This is the official repository for Hephaestus Minicubes (submitted in NeurIPS 2025, Datasets and Benchmarks track), a novel dataset for volcanic activity monitoring through InSAR satellite imagery. Hephaestus Minicubes builds upon Hephaestus (Bountos et al., 2022) and offers various key advantages:
- Machine Learning-ready state
- Georeferenced InSAR imagery (vs. PNG format)
- Enhanced spatial resolution at 100m GSD (vs. 333m GSD)
- Physically interpretable pixel values (vs. RGB composites)
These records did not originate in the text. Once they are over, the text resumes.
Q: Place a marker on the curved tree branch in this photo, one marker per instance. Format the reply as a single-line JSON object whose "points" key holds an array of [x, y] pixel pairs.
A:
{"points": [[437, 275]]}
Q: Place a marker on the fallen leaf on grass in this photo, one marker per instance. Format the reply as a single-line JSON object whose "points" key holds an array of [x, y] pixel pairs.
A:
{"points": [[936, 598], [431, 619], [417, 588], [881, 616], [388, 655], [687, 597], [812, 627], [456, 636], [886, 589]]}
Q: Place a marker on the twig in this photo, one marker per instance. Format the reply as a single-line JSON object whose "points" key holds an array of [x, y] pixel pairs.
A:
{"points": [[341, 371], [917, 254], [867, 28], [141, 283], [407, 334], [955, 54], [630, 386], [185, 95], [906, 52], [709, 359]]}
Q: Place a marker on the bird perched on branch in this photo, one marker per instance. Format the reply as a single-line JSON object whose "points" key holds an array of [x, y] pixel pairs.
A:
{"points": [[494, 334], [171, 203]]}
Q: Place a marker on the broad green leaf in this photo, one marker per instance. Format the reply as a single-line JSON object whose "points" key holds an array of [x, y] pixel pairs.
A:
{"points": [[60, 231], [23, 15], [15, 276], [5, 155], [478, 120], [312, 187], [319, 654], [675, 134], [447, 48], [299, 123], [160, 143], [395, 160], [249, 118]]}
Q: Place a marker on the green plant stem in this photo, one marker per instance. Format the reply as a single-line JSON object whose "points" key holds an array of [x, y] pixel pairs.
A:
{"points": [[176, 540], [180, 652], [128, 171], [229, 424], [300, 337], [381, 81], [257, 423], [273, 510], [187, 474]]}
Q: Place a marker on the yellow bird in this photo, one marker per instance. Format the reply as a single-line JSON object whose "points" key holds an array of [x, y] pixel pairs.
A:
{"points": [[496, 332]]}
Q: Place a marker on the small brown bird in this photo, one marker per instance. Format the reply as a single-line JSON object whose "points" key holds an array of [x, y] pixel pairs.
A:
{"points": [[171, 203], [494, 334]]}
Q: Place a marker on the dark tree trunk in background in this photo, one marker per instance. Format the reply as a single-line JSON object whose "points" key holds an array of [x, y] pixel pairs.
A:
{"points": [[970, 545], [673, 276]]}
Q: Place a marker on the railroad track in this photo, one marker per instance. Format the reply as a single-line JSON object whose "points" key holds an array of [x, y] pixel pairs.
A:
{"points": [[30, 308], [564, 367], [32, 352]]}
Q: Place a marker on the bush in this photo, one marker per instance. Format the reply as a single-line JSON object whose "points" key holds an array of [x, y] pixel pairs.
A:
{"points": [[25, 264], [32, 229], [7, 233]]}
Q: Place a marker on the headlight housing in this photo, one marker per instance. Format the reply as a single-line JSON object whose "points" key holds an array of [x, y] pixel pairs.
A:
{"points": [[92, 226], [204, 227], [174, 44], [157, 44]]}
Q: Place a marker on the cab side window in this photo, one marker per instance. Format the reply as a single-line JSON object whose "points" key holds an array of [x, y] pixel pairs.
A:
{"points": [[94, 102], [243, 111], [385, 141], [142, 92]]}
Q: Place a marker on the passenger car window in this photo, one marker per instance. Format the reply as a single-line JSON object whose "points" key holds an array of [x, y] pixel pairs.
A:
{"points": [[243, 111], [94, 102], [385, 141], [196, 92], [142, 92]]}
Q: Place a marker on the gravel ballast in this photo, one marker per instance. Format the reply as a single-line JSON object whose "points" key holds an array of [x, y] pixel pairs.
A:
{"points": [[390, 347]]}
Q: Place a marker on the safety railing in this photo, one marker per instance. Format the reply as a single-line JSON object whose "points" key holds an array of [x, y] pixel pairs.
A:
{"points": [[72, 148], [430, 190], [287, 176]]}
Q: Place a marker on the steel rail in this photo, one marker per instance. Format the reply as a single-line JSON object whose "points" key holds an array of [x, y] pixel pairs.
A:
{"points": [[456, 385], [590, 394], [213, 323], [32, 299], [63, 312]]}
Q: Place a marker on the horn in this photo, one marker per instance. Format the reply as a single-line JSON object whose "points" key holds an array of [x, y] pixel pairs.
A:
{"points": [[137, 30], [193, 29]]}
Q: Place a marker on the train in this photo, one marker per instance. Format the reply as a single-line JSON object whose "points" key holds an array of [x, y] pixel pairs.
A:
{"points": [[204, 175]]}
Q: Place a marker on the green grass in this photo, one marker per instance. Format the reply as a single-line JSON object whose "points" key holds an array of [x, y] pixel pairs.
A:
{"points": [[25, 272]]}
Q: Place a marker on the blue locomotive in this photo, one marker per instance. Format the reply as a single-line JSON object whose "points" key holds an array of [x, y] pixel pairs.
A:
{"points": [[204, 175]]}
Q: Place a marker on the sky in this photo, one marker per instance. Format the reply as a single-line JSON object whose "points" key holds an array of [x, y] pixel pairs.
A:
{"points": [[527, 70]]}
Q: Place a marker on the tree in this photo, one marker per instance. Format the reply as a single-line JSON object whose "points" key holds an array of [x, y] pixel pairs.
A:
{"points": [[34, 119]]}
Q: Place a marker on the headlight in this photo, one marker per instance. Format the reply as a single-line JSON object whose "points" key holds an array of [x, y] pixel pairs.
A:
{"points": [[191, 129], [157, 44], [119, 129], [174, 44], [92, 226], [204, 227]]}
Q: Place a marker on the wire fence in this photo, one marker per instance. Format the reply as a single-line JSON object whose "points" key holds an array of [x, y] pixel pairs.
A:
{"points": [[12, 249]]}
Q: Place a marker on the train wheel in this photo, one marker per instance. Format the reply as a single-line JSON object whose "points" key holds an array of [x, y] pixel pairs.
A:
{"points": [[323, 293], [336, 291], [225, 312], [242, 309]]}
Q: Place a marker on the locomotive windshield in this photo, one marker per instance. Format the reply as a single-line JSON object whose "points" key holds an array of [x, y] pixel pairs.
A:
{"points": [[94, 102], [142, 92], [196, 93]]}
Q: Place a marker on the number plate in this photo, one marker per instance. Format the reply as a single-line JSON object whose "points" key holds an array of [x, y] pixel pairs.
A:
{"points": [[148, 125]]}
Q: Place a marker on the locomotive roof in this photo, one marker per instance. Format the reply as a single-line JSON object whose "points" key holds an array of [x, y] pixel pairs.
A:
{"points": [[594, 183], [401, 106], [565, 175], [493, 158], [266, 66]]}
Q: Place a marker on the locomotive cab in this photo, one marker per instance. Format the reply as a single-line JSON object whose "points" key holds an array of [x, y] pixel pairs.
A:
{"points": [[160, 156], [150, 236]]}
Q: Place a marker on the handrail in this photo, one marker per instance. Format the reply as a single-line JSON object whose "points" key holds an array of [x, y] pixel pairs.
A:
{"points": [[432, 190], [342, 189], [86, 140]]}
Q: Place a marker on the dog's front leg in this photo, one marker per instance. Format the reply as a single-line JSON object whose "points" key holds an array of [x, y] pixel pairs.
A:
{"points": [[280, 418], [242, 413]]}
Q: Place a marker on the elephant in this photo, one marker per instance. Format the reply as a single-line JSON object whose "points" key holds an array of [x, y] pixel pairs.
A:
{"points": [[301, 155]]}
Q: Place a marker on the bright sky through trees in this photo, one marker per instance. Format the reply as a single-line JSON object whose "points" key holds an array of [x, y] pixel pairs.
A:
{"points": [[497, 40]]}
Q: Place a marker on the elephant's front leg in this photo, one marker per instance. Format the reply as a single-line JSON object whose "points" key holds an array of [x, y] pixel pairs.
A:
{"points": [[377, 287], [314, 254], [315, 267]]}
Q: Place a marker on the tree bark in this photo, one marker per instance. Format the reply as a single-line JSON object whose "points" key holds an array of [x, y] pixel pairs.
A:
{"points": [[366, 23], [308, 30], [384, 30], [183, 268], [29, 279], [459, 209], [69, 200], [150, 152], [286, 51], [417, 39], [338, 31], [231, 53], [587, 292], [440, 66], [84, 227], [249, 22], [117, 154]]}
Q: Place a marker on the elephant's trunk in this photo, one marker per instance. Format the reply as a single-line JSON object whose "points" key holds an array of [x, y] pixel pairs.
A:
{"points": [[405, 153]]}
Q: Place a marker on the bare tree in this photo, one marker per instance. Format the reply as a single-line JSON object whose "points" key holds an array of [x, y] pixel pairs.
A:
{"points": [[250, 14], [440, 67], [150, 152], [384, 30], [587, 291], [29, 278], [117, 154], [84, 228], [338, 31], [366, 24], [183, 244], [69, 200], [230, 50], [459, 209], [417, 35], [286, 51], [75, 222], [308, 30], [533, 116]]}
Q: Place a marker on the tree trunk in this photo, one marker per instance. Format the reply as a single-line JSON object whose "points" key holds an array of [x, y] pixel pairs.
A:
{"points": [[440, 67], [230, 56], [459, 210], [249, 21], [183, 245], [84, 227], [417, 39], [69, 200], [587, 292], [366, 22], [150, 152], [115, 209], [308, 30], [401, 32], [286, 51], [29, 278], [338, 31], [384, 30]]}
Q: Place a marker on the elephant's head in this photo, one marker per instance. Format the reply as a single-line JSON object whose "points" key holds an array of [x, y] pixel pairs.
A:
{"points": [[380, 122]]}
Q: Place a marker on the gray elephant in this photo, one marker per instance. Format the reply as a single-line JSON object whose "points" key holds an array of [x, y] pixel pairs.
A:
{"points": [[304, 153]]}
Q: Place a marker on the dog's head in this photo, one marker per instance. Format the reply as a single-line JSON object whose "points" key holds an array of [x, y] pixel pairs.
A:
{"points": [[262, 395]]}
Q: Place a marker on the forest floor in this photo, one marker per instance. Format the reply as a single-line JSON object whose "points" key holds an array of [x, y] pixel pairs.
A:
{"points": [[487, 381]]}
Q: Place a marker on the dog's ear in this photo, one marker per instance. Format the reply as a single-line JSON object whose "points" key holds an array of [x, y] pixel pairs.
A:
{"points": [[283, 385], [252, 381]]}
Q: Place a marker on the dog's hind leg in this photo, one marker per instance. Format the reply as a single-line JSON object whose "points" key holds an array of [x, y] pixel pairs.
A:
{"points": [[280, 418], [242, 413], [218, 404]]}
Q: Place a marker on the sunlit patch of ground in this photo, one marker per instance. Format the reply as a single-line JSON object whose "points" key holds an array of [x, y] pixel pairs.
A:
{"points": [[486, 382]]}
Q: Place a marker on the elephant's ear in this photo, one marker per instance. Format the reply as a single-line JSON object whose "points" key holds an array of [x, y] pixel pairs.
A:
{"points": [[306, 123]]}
- Zarr file format with spatial and temporal dimensions
- Additional data critical for volcanic monitoring: Digital Elevation Model (DEM), Confounding stmospheric variables
The dataset covers 38 volcanoes worldwide, in 6 out of 7 continents. Annotations have been produced by a SAR/InSAR expert through meticulous photointerpretation, and offer rich insights on the deformation type (sill, dyke, mogi, spheroid, earthquake), the intensity level (low, medium, high), the presence of non-volcanic related fringes (atmospheric, orbital, glacier) as well as the volcanic activity phase (rest, unrest, rebound). Each sample also contains a text description of the observed phenomena, ideal for language-based machine learning modelling.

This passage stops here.